There are many examples out there, here is what we ended up with:

when HTTP_REQUEST {
    if { [HTTP::cookie "JSESSIONID"] ne "" }{
        persist uie [string tolower [HTTP::cookie "JSESSIONID"]] 1800 
    }
}

when HTTP_RESPONSE {
    if { [HTTP::cookie "JSESSIONID"] ne "" }{
        persist add uie [string tolower [HTTP::cookie "JSESSIONID"]] 1800
    }
}

And here is where I failed

Now imagine you're running an application that so far handles only machine to machine traffic without session persistence. A few month later you're approached to enable session persistence, because someone introduced a management console for the application as a web user interface. Without further ado you jump on board and provide - showcasing the flexibility of the new balancer - session persistence based on cookies injected by the BigIP. You've done it before, you enable it for the test environment, everything looks fine, you enable it for the production setup. Everything is fine (at least for now ...), the WUI workes fine, sessions are persistent to the node the user hit first.

A month or two later someone from the development team approaches you again, this time asking if the balancing setup has some issues because over 90% of the live traffic hit one of the two machines in the pool until it wents down due to a crash or a deployment. Then about 90% hit the other node, even after the crashed one is resurrected. But every time the developer tests the balancing with a "while true" loop sending several hundred requests via curl the balancing is perfectly equal.

After beeing puzzled by the behaviour myself we started to look at the live traffic with tcpdump and suddenly it was all clear when I saw the BigIP cookie beeing passed around. Actually everything behaved as we configured it. The application used a proper HTTP library and that one implemented cookies: If you receive one you're polite and pass it back to the sender.

The original sender of course also implements HTTP with cookie support and now, due to the natur of the traffic, we have long living connections between two applications passing around the same cookie. On every single HTTP request sent through this connection. And every time the balancer will look at the cookie and happily base the routing decision on the pool member noted in this cookie.

When we tested with curl we did not have the usage of cookies on our mind. Because our false assumption was that the applications do not create cookies for machine to machine traffic. Nobody, including myself, actively remembered the decision to base the session persistence on cookies injected by the balancer.

We went on and switched to the iRule mentioned above. Luckily we already had that one implemented and tested for a different use case with the requirement to not inject additional cookies.

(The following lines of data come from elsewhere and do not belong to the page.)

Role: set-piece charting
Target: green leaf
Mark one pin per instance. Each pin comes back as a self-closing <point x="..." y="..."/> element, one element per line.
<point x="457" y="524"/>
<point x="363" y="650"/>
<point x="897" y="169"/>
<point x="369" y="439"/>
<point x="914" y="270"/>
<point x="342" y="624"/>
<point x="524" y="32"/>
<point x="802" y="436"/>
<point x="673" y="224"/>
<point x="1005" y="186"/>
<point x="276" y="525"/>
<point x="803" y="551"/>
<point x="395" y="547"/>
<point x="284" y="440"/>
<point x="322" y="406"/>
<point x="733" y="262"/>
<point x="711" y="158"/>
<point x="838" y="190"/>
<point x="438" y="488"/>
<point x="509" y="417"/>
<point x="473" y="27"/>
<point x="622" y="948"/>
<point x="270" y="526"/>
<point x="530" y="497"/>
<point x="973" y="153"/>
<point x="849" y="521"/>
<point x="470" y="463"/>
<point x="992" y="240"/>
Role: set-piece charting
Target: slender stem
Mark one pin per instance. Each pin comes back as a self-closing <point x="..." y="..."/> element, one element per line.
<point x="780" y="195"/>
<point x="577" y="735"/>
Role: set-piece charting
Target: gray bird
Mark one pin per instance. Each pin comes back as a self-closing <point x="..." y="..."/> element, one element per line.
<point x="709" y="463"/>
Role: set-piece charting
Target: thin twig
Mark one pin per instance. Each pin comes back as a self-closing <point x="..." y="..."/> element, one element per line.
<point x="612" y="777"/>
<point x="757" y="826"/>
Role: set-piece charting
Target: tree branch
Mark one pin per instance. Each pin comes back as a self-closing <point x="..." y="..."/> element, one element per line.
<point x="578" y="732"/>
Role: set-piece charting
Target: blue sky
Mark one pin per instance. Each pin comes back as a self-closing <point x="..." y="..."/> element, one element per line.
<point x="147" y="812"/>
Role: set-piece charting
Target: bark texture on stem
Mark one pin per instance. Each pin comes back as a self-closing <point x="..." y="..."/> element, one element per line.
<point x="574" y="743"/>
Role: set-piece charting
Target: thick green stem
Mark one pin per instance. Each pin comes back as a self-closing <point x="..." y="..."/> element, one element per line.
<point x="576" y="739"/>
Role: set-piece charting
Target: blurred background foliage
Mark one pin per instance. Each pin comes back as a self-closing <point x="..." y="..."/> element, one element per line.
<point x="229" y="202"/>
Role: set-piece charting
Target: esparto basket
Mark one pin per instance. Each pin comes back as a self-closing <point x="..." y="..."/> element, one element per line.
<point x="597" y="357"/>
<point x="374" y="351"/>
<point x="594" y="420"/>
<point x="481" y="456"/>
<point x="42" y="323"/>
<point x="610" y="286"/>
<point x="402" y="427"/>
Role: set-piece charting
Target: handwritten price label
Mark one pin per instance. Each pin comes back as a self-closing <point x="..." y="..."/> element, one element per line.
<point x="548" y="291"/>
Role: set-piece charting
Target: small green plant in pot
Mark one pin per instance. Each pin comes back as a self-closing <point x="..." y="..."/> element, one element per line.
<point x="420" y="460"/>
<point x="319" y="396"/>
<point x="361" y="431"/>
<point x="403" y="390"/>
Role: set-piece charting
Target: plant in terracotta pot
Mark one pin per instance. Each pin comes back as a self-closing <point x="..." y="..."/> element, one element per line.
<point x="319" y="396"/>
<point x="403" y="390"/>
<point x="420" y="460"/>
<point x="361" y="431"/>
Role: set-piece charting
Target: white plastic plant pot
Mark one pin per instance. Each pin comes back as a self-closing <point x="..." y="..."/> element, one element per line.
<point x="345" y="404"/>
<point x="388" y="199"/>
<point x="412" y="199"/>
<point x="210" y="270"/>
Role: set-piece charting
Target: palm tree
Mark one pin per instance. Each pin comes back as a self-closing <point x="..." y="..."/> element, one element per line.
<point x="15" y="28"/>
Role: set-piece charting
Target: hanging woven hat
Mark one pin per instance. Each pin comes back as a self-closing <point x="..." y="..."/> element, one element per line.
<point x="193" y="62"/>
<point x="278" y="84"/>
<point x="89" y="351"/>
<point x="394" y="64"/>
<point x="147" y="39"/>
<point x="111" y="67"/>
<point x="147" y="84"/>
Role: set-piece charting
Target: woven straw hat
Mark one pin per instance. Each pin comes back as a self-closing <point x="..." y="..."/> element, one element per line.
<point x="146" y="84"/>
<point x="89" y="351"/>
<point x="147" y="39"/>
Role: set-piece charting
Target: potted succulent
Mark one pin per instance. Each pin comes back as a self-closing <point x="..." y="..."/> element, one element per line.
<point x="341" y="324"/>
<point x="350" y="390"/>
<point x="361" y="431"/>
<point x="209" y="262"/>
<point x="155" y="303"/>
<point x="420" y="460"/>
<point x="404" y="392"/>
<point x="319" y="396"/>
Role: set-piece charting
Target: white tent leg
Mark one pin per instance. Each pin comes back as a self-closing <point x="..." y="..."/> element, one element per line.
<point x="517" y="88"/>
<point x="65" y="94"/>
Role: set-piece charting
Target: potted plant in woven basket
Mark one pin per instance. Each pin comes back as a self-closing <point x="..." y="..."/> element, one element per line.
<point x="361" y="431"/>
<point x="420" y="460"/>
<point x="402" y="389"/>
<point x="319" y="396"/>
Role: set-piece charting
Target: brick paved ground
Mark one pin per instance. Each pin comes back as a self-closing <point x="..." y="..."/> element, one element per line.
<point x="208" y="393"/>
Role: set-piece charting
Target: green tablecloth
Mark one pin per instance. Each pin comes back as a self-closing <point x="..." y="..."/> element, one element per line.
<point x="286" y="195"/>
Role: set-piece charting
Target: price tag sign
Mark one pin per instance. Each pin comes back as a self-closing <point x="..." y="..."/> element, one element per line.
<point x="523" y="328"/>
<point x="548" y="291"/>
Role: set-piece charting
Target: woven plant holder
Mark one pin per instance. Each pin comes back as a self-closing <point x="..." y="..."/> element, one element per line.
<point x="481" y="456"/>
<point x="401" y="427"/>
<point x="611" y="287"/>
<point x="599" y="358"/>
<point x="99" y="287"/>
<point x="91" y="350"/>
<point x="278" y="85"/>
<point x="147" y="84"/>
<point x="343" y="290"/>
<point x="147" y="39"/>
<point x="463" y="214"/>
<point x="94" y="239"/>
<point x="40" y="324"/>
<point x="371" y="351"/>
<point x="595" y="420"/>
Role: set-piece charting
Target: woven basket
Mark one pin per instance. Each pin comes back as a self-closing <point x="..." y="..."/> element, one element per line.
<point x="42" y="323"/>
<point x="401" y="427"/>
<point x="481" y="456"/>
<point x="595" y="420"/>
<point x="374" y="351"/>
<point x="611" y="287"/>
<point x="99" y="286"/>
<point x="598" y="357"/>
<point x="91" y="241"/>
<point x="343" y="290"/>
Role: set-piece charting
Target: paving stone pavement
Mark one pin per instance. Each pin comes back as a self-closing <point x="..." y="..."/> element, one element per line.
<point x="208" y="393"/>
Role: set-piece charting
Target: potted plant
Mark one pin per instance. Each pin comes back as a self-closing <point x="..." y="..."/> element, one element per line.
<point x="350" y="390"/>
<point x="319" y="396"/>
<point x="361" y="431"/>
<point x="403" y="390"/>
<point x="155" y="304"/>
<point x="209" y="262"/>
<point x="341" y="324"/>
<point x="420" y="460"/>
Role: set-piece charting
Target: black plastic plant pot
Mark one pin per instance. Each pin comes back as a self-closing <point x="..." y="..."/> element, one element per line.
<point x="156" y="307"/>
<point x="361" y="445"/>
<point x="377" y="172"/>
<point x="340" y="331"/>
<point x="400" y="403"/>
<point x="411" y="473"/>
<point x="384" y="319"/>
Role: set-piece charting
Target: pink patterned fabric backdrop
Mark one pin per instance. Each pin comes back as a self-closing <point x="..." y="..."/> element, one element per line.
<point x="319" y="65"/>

Can we maybe improve the change process for the balancer to handle a mixed traffic scenario?
Do we need monitoring to monitor the balancing of requests?
Is it a wise idea to mix machine2machine and user2machine traffic on the same port?
Should we maybe, if we seperate properly, place management applications on a different system?
Is our documentation sufficient?

Combine 3. and 4. and ask yourself how resilient you are if someone tries to exhaust the memory of the balancer with a lot of connection attempts that have random JSESSIONID cookies? Or is it even possible to exhaust ressource with faked BigIP cookies you inject? Maybe it's even a vector for something like http://events.ccc.de/congress/2011/Fahrplan/attachments/2007_28C3_Effective_DoS_on_web_application_platforms.pdf?

Quite some questions left to think about and draft answers for.